Burroughs drove his opponent out of bounds for a point in the decisive third period. Later in the period, during a scramble, Howe’s leg twisted and he grabbed it in pain. He shook off the injury and attempted to score a tying point. He came up short, but walked off the mat under his own power. It was difficult not to immediately look forward to round two.
But Mark Manning, Burroughs’ former coach at Nebraska, got a phone call while his athlete was cooling down. It was Jones, who said Howe’s knee was too hurt to wrestle a second match. Manning called it “anti-climactic.”
USA Wrestling officials weren’t able to say how severe the injury was. Neither Howe nor anybody from his camp ever emerged from the locker room tunnel. All anyone knew immediately was that Burroughs was headed to London, and the crowd had to settle for just half of an exciting duel.

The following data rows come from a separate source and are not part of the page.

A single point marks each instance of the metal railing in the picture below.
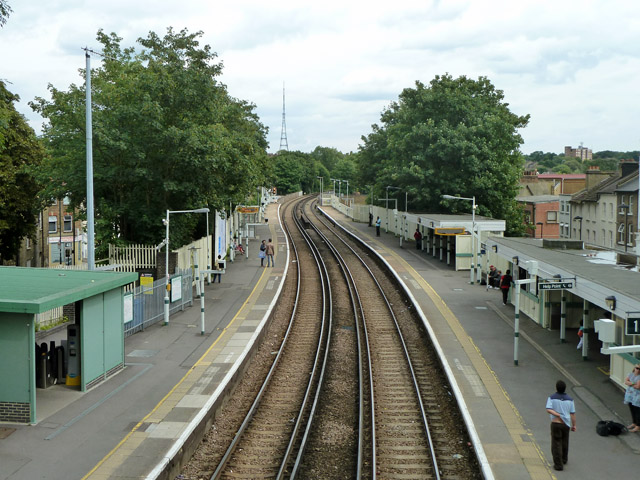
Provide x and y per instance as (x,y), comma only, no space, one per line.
(148,303)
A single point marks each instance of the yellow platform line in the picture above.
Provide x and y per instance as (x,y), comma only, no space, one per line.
(186,375)
(530,452)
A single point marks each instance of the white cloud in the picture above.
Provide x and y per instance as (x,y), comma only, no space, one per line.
(570,64)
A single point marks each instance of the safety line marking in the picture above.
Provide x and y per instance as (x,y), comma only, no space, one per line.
(161,402)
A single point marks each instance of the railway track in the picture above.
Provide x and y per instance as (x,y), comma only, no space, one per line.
(355,391)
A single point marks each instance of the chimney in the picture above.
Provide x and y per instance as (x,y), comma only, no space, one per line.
(628,166)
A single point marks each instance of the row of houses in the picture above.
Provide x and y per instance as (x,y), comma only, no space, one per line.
(599,208)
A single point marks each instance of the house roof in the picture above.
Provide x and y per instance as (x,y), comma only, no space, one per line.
(36,290)
(538,198)
(608,185)
(565,176)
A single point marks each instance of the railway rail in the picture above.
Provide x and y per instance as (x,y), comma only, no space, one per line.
(355,390)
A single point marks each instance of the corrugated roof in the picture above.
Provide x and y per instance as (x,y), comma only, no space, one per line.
(36,290)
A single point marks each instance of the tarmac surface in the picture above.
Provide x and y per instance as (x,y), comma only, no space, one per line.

“You always want to see your two champions wrestle,” Jones said. “That’s why we’re all in this arena, to watch that happen. When it doesn’t happen, it’s not good.”

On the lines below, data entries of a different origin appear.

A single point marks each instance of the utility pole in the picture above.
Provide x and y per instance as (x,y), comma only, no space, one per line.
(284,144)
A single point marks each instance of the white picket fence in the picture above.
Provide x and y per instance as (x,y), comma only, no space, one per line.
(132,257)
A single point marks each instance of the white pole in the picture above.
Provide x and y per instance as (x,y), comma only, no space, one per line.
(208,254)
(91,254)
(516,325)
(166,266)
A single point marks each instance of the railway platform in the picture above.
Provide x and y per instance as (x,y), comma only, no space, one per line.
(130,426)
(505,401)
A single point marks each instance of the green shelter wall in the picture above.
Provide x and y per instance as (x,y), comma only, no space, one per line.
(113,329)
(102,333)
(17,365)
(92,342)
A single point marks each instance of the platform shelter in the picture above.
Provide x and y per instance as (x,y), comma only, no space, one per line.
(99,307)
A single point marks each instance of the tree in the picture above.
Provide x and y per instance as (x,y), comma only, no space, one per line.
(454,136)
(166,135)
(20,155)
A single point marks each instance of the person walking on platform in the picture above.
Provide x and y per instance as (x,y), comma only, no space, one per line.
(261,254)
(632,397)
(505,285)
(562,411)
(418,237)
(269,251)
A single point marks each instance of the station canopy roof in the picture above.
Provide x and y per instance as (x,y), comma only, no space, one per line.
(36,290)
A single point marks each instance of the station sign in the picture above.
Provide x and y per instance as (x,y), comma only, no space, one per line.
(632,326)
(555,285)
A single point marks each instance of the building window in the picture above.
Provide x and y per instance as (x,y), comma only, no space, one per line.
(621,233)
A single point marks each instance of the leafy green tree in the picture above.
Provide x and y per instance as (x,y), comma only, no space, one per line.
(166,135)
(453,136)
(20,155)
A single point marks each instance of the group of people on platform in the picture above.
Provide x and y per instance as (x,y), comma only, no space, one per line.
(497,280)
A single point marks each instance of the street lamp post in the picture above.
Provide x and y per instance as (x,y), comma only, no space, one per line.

But there will likely be more chances to see Burroughs and Howe. The pair are young — Burroughs finished his Nebraska career in 2011, and Howe will return to the NCAA after having taken an Olympic redshirt this year — and seem poised to dominate this weight for years to come. They represent an exciting clash in styles: Burroughs the offensive dynamo and Howe the strong, tough defender.
“He always wrestles me tough,” Burroughs said. “He’s a grinder. We always have battles, so I appreciate wrestling him.”
Jones said he hadn’t talked to Howe yet, but would remind the Wisconsin NCAA champ how young he was. Many of the sport’s greats, Jones pointed out, didn’t make the Olympics while in college.
“What it tells you is that you’re close,” Jones said. “You’re that close to becoming one of the greatest wrestlers in the world. You’re time is coming. It’s just not today.”